The important thing is that a normal way you would do this without the tool is you would basically do a small number of samples using regular Monte Carlo and then get a sigma value and project that or extrapolate that.
And what you can see on the bottom part of this graph on the horizontal axis is basically a measured parameter, and on the vertical axis is a sigma value.
And if you were just to use regular Monte Carlo and extrapolate, you’d see that this curve is not actually straight — it’s a curve. And if you were to do that extraction, you’d probably find out that you would have some error associated with it because things don’t perform the same way out on the tail of the curve as they do across the flat spot of the curve.

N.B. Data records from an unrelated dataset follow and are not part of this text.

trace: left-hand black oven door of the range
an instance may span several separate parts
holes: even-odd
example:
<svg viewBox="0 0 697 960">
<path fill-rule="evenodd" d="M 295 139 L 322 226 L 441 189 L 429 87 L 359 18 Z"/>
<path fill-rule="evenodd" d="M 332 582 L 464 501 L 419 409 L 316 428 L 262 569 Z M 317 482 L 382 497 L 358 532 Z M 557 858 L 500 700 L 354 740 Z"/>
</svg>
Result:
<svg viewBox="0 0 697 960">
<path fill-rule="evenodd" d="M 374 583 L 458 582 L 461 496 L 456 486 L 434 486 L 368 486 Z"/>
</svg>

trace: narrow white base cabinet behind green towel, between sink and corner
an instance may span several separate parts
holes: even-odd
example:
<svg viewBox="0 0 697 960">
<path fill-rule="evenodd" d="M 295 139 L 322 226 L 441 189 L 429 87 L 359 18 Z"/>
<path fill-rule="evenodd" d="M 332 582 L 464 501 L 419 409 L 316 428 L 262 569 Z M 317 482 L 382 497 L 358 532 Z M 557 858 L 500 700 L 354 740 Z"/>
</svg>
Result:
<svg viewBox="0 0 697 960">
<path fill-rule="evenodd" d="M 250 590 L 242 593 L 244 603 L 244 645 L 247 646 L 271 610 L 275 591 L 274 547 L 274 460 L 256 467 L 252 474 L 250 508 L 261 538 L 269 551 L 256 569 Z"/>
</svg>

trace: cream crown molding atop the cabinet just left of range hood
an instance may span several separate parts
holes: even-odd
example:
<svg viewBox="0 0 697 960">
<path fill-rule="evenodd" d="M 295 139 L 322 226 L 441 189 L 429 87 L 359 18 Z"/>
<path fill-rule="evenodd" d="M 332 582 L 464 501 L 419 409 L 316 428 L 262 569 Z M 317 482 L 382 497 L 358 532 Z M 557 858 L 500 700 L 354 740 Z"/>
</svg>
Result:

This would introduce error. That error would either come in the form of yield loss, or pessimism in the design point making you less competitive. So it’s very important to have a tool that actually does the simulation of the points out in that regime where you’re worried.
This is the verification modeling. Basically on the horizontal axis is the ordered point, the simulation point. And on the vertical axis is the measured parameter. And you can see on the far left, the very first simulation is picking the worst case point that gives you some confidence that their model is correct.
And as you move to the right, as long as you see a decreasing value in the parameter you’re measuring, that means that the model is relatively correct in terms of picking the points.
So now you know, that the small number of samples that you’re actually simulating are on the tail of distribution.
Very, very powerful. So with that I’ll close with that one.